The Client may contact Mention by post at Mention Solutions SAS, 16, Passage Jouffroy, 75009 Paris, France or by e-mail at support@Mention.com.
When Mention needs to contact the Client, Mention will use the postal address or e-mail address which the client supplied at the time it subscribed to the Services or contained in the Purchase Order. The Client is responsible for ensuring that this contact information is kept up to date.
Mention may also send marketing communications to the Client concerning Mention’s products, services and events.

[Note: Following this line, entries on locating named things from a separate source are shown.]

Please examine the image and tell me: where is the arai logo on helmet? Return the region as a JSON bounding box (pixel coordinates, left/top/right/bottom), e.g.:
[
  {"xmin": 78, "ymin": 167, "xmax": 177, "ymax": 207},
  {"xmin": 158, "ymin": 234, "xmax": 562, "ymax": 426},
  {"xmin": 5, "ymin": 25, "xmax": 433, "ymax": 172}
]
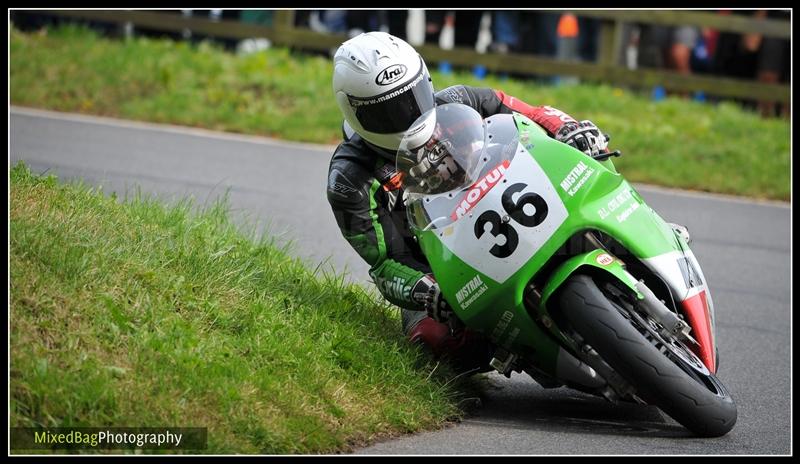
[{"xmin": 375, "ymin": 64, "xmax": 408, "ymax": 85}]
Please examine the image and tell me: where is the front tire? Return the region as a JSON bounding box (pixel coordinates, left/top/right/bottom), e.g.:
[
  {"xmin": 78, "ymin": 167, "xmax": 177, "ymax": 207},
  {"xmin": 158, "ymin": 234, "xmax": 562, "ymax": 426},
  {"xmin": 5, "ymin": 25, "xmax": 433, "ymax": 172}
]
[{"xmin": 558, "ymin": 274, "xmax": 737, "ymax": 437}]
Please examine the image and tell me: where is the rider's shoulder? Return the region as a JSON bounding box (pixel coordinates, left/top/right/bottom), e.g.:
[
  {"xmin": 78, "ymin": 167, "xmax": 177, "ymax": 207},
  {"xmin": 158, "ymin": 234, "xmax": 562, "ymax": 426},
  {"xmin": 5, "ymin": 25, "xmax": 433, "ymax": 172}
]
[{"xmin": 436, "ymin": 84, "xmax": 494, "ymax": 107}]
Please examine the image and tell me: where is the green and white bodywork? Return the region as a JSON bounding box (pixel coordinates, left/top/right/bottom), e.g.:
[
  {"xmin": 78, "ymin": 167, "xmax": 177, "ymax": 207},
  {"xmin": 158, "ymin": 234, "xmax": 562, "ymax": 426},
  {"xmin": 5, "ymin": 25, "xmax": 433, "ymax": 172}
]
[{"xmin": 397, "ymin": 104, "xmax": 716, "ymax": 386}]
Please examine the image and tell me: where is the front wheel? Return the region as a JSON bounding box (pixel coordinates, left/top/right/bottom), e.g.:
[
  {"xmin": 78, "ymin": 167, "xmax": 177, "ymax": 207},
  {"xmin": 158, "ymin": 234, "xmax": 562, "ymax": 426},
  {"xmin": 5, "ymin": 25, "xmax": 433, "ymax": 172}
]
[{"xmin": 558, "ymin": 274, "xmax": 737, "ymax": 437}]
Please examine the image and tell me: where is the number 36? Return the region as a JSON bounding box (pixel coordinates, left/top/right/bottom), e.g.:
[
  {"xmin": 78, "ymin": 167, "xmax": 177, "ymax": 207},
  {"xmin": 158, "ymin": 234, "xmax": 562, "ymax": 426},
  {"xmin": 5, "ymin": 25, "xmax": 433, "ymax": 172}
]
[{"xmin": 475, "ymin": 183, "xmax": 547, "ymax": 258}]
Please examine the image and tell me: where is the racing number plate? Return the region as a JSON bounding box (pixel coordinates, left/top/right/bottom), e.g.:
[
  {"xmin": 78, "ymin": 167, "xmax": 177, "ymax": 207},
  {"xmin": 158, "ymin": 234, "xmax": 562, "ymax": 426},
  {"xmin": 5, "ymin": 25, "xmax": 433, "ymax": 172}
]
[{"xmin": 437, "ymin": 145, "xmax": 568, "ymax": 283}]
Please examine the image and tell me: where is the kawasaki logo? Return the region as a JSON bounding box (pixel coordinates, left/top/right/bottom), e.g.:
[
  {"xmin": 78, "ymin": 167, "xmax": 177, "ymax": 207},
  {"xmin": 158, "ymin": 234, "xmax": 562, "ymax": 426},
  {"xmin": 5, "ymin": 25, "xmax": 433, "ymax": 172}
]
[
  {"xmin": 375, "ymin": 64, "xmax": 408, "ymax": 85},
  {"xmin": 456, "ymin": 275, "xmax": 488, "ymax": 309}
]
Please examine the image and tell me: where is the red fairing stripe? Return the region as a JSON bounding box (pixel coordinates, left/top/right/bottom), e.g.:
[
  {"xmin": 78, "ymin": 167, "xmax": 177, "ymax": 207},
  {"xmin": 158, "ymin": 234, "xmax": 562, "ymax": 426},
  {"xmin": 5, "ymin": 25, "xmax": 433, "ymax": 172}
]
[
  {"xmin": 682, "ymin": 290, "xmax": 717, "ymax": 374},
  {"xmin": 494, "ymin": 90, "xmax": 575, "ymax": 135}
]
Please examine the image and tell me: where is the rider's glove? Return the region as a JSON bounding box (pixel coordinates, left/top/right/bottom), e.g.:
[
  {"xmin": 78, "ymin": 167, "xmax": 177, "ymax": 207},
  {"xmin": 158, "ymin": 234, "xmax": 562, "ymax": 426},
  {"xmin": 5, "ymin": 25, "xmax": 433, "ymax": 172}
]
[
  {"xmin": 411, "ymin": 274, "xmax": 453, "ymax": 322},
  {"xmin": 555, "ymin": 120, "xmax": 610, "ymax": 158}
]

18. Modifications to the General Terms of Sale
Mention may modify the General Terms of Sale. If such changes significantly modify the Client’s rights and obligations, the Client will be informed of these changes by email or via information provided within the Services or on the Mention Website. All changes will take effect 1 (one) month after Mention has informed the Client of them, as stated above.
19. Business references
Unless expressly stated in the Purchase Order or notified to Mention by any appropriate written method, the Client authorises Mention to use its name, brand, logo and website details as business references on any media and in any form.
20. The transfer of services
These General Terms of Sale are valid between the parties and cannot be transferred or disposed of without written authorisation. However, Mention may wholly or partially transfer the provision of the Services to another company belonging to the same group as Mention. All rights and obligations existing between the Client and Mention will then apply between the Client and the company assuming the provision of the Services.
21. Applicable law and dispute resolution
Unless other provisions apply concerning the mandatory applicable law, these General Terms of Sale and the relationship between the Client, you and Mention will be interpreted and applied pursuant to French law. Unless otherwise stipulated by the over-riding applicable law, any disputes arising as a result of these General Terms of Sale or the relationship between the parties will be settled by the French general courts and the Tribunal de Commerce de Paris (Paris Commercial Court) in first instance.